How long can a letter of intent be backdated?

The letter of intent may be backdated up to 90 days from an initial purchase. Should the investor fail to invest the stated sum, they will be charged a sales charge adjustment.

Can a letter of intent be revoked?

A: Yes, unless specific binding clauses state otherwise. However, revoking an LOI after extensive negotiations may harm business relationships.

What is the legal effect of a letter of intent?

Most of the time, the overall LOI is non-binding—meaning either party can walk away before signing a final agreement. But certain provisions within the LOI, like confidentiality, exclusivity, or how long the LOI remains in effect, are often binding and legally enforceable.

Can I use a 2 year old letter of recommendation?

Maybe you decided you didn't want to apply, or for whatever reason, you have a letter that is dated not in the year you are applying, ask for that letter to be updated to the year you're applying. For instance, if you're applying in 2022, you want the letter of recommendation to be dated in 2022 as well.

How long from LOI to close?

Often for private companies, it's very short. You just need to get shareholder approval. For public companies, companies that require HSR approval, that could take many months, potentially even more than six months to get close. But from LOI to closing, we generally target around 30 to 60 days.

Is a letter of intent legally binding?

A letter of intent is a document outlining the intentions of two or more parties to do business together; it is often non-binding unless the language in the document specifies that the companies are legally bound to the terms.

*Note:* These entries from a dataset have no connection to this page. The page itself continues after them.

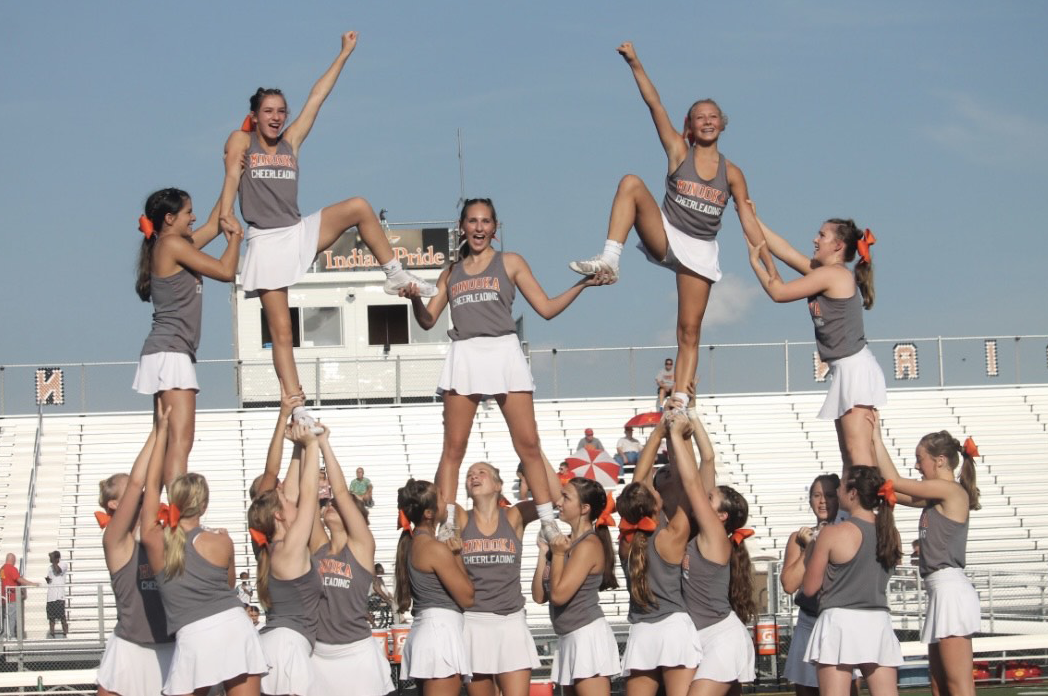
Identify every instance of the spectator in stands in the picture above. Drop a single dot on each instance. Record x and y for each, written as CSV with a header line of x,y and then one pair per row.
x,y
663,383
361,486
171,267
57,578
628,449
11,580
953,610
589,442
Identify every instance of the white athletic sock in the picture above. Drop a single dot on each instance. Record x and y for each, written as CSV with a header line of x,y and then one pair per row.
x,y
612,251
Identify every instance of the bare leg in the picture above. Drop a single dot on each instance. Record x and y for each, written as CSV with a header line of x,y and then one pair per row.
x,y
278,316
693,296
354,212
518,409
459,411
181,429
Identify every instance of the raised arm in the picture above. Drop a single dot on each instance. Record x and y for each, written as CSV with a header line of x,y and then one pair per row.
x,y
673,142
300,128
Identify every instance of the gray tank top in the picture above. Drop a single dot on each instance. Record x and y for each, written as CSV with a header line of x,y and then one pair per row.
x,y
693,204
705,587
494,564
666,581
344,610
583,608
203,590
427,590
942,542
177,303
859,583
481,304
296,603
269,187
838,325
139,611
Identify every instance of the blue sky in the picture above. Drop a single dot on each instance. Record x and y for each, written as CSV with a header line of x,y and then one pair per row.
x,y
924,122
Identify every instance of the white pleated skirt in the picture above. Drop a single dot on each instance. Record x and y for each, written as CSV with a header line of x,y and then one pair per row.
x,y
353,669
129,668
702,256
589,651
487,366
670,642
854,636
215,649
953,606
158,372
279,257
727,652
434,648
287,651
854,381
499,643
799,671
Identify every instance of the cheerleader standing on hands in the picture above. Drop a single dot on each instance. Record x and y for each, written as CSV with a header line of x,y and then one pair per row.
x,y
954,612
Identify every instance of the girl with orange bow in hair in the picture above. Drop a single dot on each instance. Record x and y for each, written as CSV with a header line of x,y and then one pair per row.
x,y
170,273
289,587
836,297
215,642
432,581
848,570
262,165
570,572
953,612
662,646
138,652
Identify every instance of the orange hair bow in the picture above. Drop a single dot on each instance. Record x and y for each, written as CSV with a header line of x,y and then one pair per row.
x,y
865,242
146,226
627,529
887,491
258,537
741,535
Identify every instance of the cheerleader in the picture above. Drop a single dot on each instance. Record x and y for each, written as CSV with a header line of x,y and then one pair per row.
x,y
953,604
485,357
289,587
432,581
848,571
574,569
823,500
137,654
836,297
346,556
170,273
662,644
215,642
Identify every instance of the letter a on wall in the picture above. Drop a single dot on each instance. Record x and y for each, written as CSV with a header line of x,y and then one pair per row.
x,y
904,356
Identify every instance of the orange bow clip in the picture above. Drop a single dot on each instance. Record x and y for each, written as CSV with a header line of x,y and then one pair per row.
x,y
741,535
887,491
865,242
627,529
258,537
146,226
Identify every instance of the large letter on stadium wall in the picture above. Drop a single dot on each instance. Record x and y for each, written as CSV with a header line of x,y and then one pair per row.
x,y
904,355
990,357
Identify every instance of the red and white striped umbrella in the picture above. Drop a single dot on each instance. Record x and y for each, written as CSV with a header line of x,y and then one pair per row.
x,y
595,464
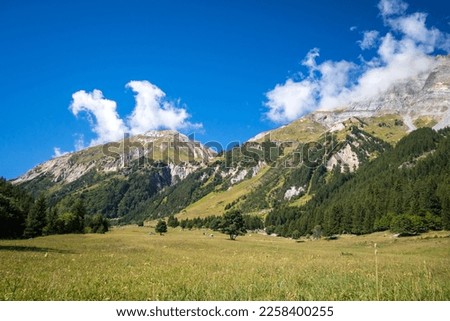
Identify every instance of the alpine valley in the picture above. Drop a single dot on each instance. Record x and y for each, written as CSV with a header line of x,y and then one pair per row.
x,y
372,165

Can you decommit after signing a LOI?

After signing an LOI, it is possible to break that promise if you cannot agree on the particulars of the deal; however, it is not advisable to do so in most situations.

Can an LOI be canceled?

A Letter of Intent (LOI) can generally be terminated or rescinded, as it is typically a non-binding document. Since an LOI is not a legally binding agreement, either party may decide to terminate or rescind the LOI at any time for any reason, without penalty or legal consequence.

Can you sue over a letter of intent?

A LOI can agree that parties will agree and execute another, more comprehensive agreement later on. If the parties don't execute that later agreement, the LOI may allow an aggrieved party to sue.

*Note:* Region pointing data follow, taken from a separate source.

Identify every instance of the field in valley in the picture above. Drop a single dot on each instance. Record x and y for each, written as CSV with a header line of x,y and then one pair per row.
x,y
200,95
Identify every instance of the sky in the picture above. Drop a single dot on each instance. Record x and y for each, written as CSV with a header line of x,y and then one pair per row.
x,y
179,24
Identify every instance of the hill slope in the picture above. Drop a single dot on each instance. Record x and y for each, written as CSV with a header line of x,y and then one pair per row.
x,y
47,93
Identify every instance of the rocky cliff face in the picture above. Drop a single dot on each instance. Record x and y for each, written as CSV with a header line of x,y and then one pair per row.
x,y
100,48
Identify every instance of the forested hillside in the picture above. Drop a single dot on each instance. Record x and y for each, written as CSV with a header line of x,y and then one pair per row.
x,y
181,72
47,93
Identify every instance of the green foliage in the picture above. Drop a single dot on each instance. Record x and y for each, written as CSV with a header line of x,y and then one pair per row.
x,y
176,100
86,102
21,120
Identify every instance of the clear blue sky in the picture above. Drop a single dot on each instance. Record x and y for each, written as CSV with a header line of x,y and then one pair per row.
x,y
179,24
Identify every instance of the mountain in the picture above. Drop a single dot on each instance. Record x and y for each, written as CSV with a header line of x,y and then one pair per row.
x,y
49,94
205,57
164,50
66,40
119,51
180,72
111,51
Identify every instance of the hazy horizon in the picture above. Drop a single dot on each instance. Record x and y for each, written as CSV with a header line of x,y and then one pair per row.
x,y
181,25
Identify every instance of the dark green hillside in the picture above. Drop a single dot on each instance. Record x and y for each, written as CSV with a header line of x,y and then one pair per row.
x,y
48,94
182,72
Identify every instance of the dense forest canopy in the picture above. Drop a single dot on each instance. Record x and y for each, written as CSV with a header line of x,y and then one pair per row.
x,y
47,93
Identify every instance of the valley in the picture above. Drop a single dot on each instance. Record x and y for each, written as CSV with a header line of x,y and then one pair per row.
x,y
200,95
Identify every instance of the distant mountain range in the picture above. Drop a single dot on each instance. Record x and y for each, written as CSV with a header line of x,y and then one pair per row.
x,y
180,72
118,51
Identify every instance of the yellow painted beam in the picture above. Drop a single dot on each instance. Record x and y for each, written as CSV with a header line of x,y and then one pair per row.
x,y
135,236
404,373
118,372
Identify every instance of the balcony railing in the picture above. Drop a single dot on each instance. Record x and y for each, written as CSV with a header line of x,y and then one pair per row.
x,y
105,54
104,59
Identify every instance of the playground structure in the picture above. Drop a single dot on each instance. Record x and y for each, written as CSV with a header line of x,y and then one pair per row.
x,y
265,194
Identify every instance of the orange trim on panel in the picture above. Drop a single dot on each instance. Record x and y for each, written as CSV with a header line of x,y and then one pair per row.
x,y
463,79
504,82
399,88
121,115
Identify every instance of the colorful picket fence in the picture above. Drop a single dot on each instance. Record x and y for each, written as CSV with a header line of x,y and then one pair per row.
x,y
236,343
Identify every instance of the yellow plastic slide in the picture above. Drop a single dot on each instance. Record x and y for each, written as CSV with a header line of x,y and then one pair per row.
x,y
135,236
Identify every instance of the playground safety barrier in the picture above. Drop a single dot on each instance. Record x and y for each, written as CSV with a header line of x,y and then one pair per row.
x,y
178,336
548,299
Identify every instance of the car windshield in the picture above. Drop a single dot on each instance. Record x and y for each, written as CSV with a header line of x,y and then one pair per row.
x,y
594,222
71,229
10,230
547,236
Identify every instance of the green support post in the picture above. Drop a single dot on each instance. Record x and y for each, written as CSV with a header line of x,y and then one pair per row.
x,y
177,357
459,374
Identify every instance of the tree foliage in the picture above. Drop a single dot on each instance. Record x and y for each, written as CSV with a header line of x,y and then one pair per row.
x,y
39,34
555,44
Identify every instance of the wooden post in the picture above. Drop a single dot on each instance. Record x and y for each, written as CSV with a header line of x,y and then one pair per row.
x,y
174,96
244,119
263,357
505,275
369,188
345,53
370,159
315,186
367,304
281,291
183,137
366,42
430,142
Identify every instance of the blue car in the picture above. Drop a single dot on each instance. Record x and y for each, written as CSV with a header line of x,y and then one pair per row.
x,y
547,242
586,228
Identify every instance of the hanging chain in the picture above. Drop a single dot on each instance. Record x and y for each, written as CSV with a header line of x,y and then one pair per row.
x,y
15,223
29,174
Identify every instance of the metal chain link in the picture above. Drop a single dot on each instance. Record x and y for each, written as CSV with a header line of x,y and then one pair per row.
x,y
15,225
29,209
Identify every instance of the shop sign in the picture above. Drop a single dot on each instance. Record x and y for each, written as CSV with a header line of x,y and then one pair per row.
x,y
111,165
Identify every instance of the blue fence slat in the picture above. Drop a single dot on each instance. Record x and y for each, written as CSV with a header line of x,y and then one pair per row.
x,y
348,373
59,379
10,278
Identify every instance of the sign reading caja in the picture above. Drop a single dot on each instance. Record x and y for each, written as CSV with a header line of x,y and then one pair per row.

How secure is a letter of intent?

Letters of intent are not a panacea for engaging a contractor on a whole project, however, and they should never be viewed as a replacement for the main contract. Communications referred to by the parties as letters of intent do not always provide clarity as to the parties' rights and obligations for the initial works.

Who signs LOI first?

Who Initiates a Letter of Intent and Who Signs it? A buyer will typically initiate a letter of intent. They may get assistance from their attorney in drafting the letter of intent. Once both the buyer and seller have come to agreement on the terms in the LOI, both the seller and the buyer will sign it.

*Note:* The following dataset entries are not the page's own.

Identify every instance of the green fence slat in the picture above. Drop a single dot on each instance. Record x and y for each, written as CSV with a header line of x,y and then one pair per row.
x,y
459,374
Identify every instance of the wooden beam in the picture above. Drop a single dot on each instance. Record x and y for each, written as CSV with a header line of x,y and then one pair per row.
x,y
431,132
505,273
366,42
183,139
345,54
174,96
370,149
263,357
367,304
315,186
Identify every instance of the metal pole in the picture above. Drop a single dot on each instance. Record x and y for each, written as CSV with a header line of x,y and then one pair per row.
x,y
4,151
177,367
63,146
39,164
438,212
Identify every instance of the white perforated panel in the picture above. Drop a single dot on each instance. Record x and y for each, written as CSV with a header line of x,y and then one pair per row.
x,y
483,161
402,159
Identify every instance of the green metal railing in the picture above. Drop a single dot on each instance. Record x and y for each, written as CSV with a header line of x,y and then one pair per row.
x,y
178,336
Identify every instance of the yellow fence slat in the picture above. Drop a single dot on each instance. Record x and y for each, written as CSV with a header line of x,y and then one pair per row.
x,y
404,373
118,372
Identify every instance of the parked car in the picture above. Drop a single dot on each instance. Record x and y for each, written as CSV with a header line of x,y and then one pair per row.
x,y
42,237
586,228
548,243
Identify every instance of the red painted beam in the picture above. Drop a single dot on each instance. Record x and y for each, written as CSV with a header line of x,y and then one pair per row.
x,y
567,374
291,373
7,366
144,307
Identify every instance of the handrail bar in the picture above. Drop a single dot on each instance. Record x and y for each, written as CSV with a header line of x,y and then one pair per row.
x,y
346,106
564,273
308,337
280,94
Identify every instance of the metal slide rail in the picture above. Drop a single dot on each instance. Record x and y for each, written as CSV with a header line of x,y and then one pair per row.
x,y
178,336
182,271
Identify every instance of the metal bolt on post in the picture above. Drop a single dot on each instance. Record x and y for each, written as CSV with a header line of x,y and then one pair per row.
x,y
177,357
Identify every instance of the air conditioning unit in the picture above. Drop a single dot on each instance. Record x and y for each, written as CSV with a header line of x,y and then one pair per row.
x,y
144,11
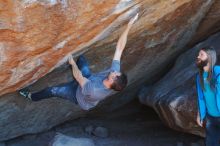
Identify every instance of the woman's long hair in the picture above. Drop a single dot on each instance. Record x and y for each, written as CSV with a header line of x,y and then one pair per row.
x,y
212,58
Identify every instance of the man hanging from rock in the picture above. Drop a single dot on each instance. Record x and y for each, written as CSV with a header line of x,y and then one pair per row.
x,y
208,89
87,90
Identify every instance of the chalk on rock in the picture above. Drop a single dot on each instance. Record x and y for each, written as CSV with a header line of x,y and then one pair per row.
x,y
63,140
100,132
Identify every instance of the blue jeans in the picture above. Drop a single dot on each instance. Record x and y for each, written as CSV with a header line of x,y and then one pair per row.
x,y
212,131
67,90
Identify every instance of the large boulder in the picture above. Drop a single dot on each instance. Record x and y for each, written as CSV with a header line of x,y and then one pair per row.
x,y
36,37
174,97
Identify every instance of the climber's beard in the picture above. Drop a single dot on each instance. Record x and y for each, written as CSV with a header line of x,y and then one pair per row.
x,y
201,63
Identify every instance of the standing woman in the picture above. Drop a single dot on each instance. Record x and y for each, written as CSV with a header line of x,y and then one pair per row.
x,y
208,90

Do you need a lawyer for an LOI?

Signing an LOI without a lawyer's review is like starting a race with your shoelaces untied—avoidable mistakes can trip you up and jeopardize your success. An experienced M&A lawyer ensures your LOI protects your interests, avoids pitfalls, and positions you for a successful transaction.

Can a LOI be broken?

Yes, it is possible to break a letter of intent. Violating an agreement could result in civil or criminal charges depending on the wording and nature of the letter itself. If one party does not adhere to the letter's conditions, the other can sue for breach of contract.

What happens after a LOI is signed?

After signing the LOI, due diligence begins in earnest. This involves a detailed examination of the seller's business, sensitive financial records, contracts, legal matters, and other relevant aspects of the deal.